Isto, apesar de o ex-ditador já não ser considerado por Paris como legítimo presidente do país quando foi emitido aquele mandato, o que torna nulo o princípio da imunidade pessoal.
Em novembro de 2023, juízes franceses emitiram um mandado de prisão por cumplicidade em crimes contra a humanidade e crimes de guerra contra Bashar al-Assad, pelos ataques químicos atribuídos ao seu regime em 2013, que mataram mais de mil pessoas.
Esse mandado foi contestado pela procuradoria antiterrorismo, com base na imunidade absoluta de que gozam os chefes de Estado em exercício perante os tribunais de países estrangeiros.
Mas o Tribunal de Apelação decidiu que esses crimes "não podem ser considerados como parte dos deveres oficiais de um Chefe de Estado" e validou o mandado de prisão em junho de 2024.
O Tribunal de Cassação, a mais alta instância da justiça francesa, reuniu-se hoje para decidir se há alguma exceção à imunidade pessoal de um chefe de Estado estrangeiro se este for suspeito de crimes de guerra ou crimes contra a humanidade.
E Rémy Heitz, procurador público do Tribunal de Cassação, anunciou hoje que "a imunidade pessoal foi consagrada" por uma decisão do Tribunal Internacional de Justiça em 2002, sem introduzir nenhuma exceção.
No entanto, Rémy Heitz propôs ao Tribunal "uma terceira via", que consiste em anular a imunidade pessoal de Bashar al-Assad, porque ele já não era considerado pela França como o "legítimo Chefe de Estado em exercício" quando o mandado de prisão foi emitido.

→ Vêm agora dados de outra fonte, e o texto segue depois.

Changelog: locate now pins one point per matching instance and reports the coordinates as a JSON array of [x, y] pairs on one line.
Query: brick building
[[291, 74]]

"Foram os crimes em massa cometidos pelas autoridades sírias que levaram a França a tomar essa decisão incomum" de "não reconhecer" a legitimidade de Bashar al-Assad em 2012, explicou.
Durante a audiência, foi levantada a necessidade de encontrar um equilíbrio entre a imunidade de um chefe de Estado, que garante a soberania dos Estados, e a luta contra a impunidade.
De acordo com Paul Mathonnet, o advogado que representa as partes civis - ONGs e vítimas - "devemos reservar o direito de anular essa imunidade pessoal caso a caso, se isso levar a uma situação de impunidade".
Ataques químicos, "que declaramos serem absolutamente proibidos, tendo em vista o sofrimento dos soldados nas trincheiras, em 1914-1918, o regime de Damasco praticou-os na população civil", lembrou Mathonnet.
O Tribunal Penal Internacional (ICC) não tem jurisdição sobre crimes internacionais cometidos na Síria, pois o país não ratificou o Tratado de Roma, que o criou. E nenhuma resolução do Conselho de Segurança das Nações Unidas ordenou o seu encaminhamento.
O contexto geopolítico mudou desde que o mandado de prisão foi emitido: Bashar al-Assad foi derrubado em dezembro e agora é um refugiado.